World Stock Indexes Trading - page 16

 
The Chairman of the Fed has been, within the executive committee, the more conciliatory with the financial markets, and the one whom have shown more prudent in relation to a change in monetary policy.
 
Today, US markets will be closed, celebrating the Memorial Day. On this day are reminded Americans who have died in all military conflicts since the Civil War. This date marks the beginning of the period in which Americans begin to enjoy the summer holidays.
 
After a few weeks of under-performance, Chinese stocks were boosted by a Goldman Sachs study that assigns a probability between 50% and 70% of some types of Chinese shares to be included in the MSCI indices. These indices serve as a benchmark for many global managers. So, after being included in these indexes, global managers necessarily have to buy them for their portfolios. In Japan industrial production rose 0.30%, while household spending has retreated to 0.40%.
 
After trading above 50 USD / barrel on both sides of the Atlantic, crude has in recent hours a sharp devaluation. This downward movement is explained by the approach of the OPEC meeting tomorrow (which led some investors to profit taking), the statements of the Minister of the UAE oil (which reports that it is satisfied with the current market conditions, away so the scene of a freeze on production) and the disappointing data of the Chinese economy.
 
During the press conference, Mario Draghi should reiterate that monetary policy remains accommodative. It will be interesting to see if Mario Draghi will mention some risks approaching on the horizon, as the referendum in England (June 23) and the legislative elections in Spain (26 June).
 
On one hand, rising wages increases consumption and reflexively boosts GDP. On the other hand, the increase in wages generates inflation (increasing production costs and intensifying the demand for goods and services), helping the Fed to achieve the desired 2%. Thus, the two main employment report variables will be job creation and change in wages. Most likely, it is sufficient that only one of the two variables increase to reinforce the likelihood of an increase in US interest rates. Even if there a significant reduction in employment but accompanied by a rise in wages, the Fed may consider that the conditions for a rate hike are met. This position is explained by the fact that the lack of job creation is due not to a decline in economic activity but the lack of people available for hire without a prior increase in wages. In other words, such a scenario could mean that companies would be forced to pay higher wages to hire new employees, thus triggering the positive effect desired by the Central Bank. The employment report also deserves a note of warning. The reaction to its publication may be volatile to the extent that their numbers may be adulterated due to the strike by 36,000 employees of Verizon. Many of these workers (who are paid weekly) may not have received their salary and as such may be statistically treated as unemployed.
 
Although the unemployment rate is very sensitive to statistical adjustments, a decline as steep unemployment in weak job creation scenario is a rather contradictory combination. The only certainty that stemmed from this report is that wages continue to grow (0.20% monthly; 2.50% in annual terms), confirming the trend of recent months. The main reading from this report is that increases uncertainty about the future of monetary policy in the US. This indicator raises the question whether after this data (which should probably be revised upwards next month) is sufficiently striking for the Fed to postpone a possible rise in interest rates at the July meeting.
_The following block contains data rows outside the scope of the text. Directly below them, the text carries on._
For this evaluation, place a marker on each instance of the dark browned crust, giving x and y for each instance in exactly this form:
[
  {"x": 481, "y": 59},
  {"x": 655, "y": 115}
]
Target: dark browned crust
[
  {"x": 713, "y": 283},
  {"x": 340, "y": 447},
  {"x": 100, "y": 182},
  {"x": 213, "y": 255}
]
Although these figures decrease the likelihood of an increase in interest rates, increase the uncertainty in the current environment and the uncertainty is the worst threat to the financial markets. Investors fear over an uncertain and unknown factor than a negative factor already know. In this context the intervention of Janet Yellen in Philadelphia (17h30) will be closely followed.
 
Beyond the issue associated with the future of interest rates in the US (and its impact on the Euro), European investors will begin to give increasing weight to the referendum on the United Kingdom staying in the European Union, to be held on 23 this month. After a great advantage in favor of permanence, recent surveys point to a minimum differential between the two camps. In addition to surveys, investors have monitored the odds that the bookmakers have assigned to each scenario. Another barometer is the evolution of the British Pound. An appreciation of the British currency may indicate a greater likelihood of victory to the "Remain in EU".  The reverse case provide an opposite conclusion.
 
Chinese economic indicators support the decision of the IMF, the OECD and more recently the World Bank to reduce estimates for global growth. Yesterday, the World Bank said it expects the world economy to grow only 2.40% in 2016 compared to the previous 2.90%.
 
In the pre-opening, European indexes traded with slight losses. Despite the rise of Wall Street, European equities should be conditioned by the weakness of the Asian session and the fact that the Euro is being traded near 14.01 against the dollar. The recent weakness of the dollar, the result of uncertainty about the future of interest rates in the US, had a positive impact on oil, gold and other commodities, which could ensure an early stage over-performance in oil and mining sectors. The referendum in the UK will have an increasing role in investors’ decisions especially if the result is still uncertain. Today at 8:00 am Mario Draghi will inaugurate the Brussels Economic Forum, an event where diverse personalities of the political, economic and financial world will be present. These events are always an opportunity to sound out the feelings and perspectives of some of the key players in the current environment.